Per anni continuò ad avallare la violenza senza ripensamenti: quando le cose cambiarono?
«Nel 1985 partecipai ai negoziati per l’Accordo tripartito tra un settore delle forze cristiane, gli sciiti di Nabih Berri e i drusi di Walid Jumblat, ma la fazione cristiana opposta lo rifiutò, sostenendo che avevamo concesso troppo ai musulmani: ci diedero dei traditori e io e la mia famiglia – durante la guerra mi ero sposato e avevo avuto un figlio – fummo costretti a lasciare Beirut per Zahlé, nella valle della Bekaa. Fu lì che incontrai un gruppo, guidato dal vescovo maronita George Iskandar, in cui persone di diverse religioni partecipavano a un cammino di verifica interiore, confrontando la propria vita con una serie di valori morali. Accettai di coinvolgermi in quel percorso e questo mi portò a guardarmi in un certo senso allo specchio per la prima volta: quello che vidi fu un assassino, con le mani sporche di sangue».

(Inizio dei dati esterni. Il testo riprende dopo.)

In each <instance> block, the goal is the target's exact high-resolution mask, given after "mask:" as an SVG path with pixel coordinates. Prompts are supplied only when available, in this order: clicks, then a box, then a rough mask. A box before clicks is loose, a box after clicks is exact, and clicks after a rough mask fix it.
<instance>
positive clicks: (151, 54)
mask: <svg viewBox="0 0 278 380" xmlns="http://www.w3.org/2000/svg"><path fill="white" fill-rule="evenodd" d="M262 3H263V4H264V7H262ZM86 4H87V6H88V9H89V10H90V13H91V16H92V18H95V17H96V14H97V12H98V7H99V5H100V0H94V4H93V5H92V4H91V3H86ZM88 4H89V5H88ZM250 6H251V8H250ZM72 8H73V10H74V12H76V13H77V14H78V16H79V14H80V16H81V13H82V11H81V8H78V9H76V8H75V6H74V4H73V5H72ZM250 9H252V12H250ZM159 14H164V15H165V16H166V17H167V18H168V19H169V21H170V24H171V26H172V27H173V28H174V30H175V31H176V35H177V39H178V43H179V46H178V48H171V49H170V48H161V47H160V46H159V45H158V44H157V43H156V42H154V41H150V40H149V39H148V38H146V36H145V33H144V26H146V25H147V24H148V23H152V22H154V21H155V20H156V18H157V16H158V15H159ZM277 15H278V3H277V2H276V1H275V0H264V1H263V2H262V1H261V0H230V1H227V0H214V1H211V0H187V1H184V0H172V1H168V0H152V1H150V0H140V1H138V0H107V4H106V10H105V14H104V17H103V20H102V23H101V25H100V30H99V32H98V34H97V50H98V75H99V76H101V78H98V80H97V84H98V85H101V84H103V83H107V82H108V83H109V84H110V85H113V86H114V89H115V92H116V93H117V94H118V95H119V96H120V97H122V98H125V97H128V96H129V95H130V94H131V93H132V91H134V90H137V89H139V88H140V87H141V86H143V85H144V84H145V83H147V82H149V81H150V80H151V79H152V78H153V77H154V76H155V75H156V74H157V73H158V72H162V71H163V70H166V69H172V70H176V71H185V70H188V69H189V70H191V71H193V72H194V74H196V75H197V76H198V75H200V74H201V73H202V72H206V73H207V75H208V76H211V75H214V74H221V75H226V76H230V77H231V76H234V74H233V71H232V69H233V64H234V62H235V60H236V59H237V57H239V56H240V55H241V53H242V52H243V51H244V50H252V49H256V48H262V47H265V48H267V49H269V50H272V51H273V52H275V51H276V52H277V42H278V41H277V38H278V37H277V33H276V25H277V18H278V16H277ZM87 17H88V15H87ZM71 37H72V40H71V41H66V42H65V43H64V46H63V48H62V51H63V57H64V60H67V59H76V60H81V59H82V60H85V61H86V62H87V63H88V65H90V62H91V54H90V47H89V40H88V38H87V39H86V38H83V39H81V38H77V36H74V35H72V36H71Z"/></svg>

E che cosa decise di fare?
«Cominciai a partecipare a momenti di dialogo durante i quali conobbi di persona diversi musulmani: palestinesi, siriani… Scoprii che quello che avevo sentito su di loro non era vero, imparai ad ascoltarli e mi accorsi con mia grande sorpresa che anche loro avevano idee valide da condividere. Iniziai a chiamarli per nome, pian piano accettai di impegnarmi con loro e persino di voler loro bene: alla fine questi “altri” scomparvero: all’improvviso eravamo tutti esseri umani». 

Quando scelse di prendere posizione pubblicamente?
«La guerra era finita e la vita era, in qualche modo, ricominciata normalmente. Ma un giorno – era il 2000 – sentii un amico di mio figlio che diceva di detestare i musulmani, tanto che quando passava vicino a una moschea gli veniva da vomitare. Fu uno shock. Mi resi conto che la nuova generazione stava ripetendo i nostri stessi errori e pensai che, se non avessimo dato ai giovani un messaggio diverso, la storia avrebbe potuto ripetersi. E così scrissi una lettera aperta, che ebbe molta risonanza sui media, in cui chiedevo perdono per il male commesso e perdonavo chi ne aveva fatto a me e alla mia comunità».

Come è nata la ong Fighters for peace?
«Nel mio percorso personale avevo incontrato molti altri ex combattenti, appartenenti a fazioni diverse durante la guerra civile, che attraverso vie differenti erano arrivati alla mia stessa conclusione e avvertivano con urgenza la responsabilità di raccontare la verità sull’orrore della guerra e sull’inganno delle visioni settarie. Così decidemmo di unirci e nel 2014 fondammo quest’associazione attraverso cui organizziamo iniziative, come lezioni nelle scuole o weekend residenziali, per promuovere un cammino di verità, giustizia e riconciliazione. I libri scolastici libanesi si fermano al racconto dell’indipendenza e non riportano una riga sugli anni del conflitto civile. Ma senza memoria non si può costruire il futuro».

Servirebbe una storia condivisa?
«Ognuno dovrebbe poter raccontare la sua versione dei fatti e tutti dovrebbero poter conoscere il punto di vista dell’altro. Gli stessi insegnanti, così come i leader religiosi, dovrebbero poter superare il proprio trauma per trasmettere ai giovani una visione di pace. Noi ex combattenti cerchiamo di influenzare il discorso politico e il racconto dei media, che rilanciano la paura dell’altro. Siamo una voce isolata, ma la nostra speranza è che se i ragazzi l’avranno sentita anche una sola volta magari, di fronte alla violenza, almeno esiteranno per un momento. Già questo sarebbe un grande risultato».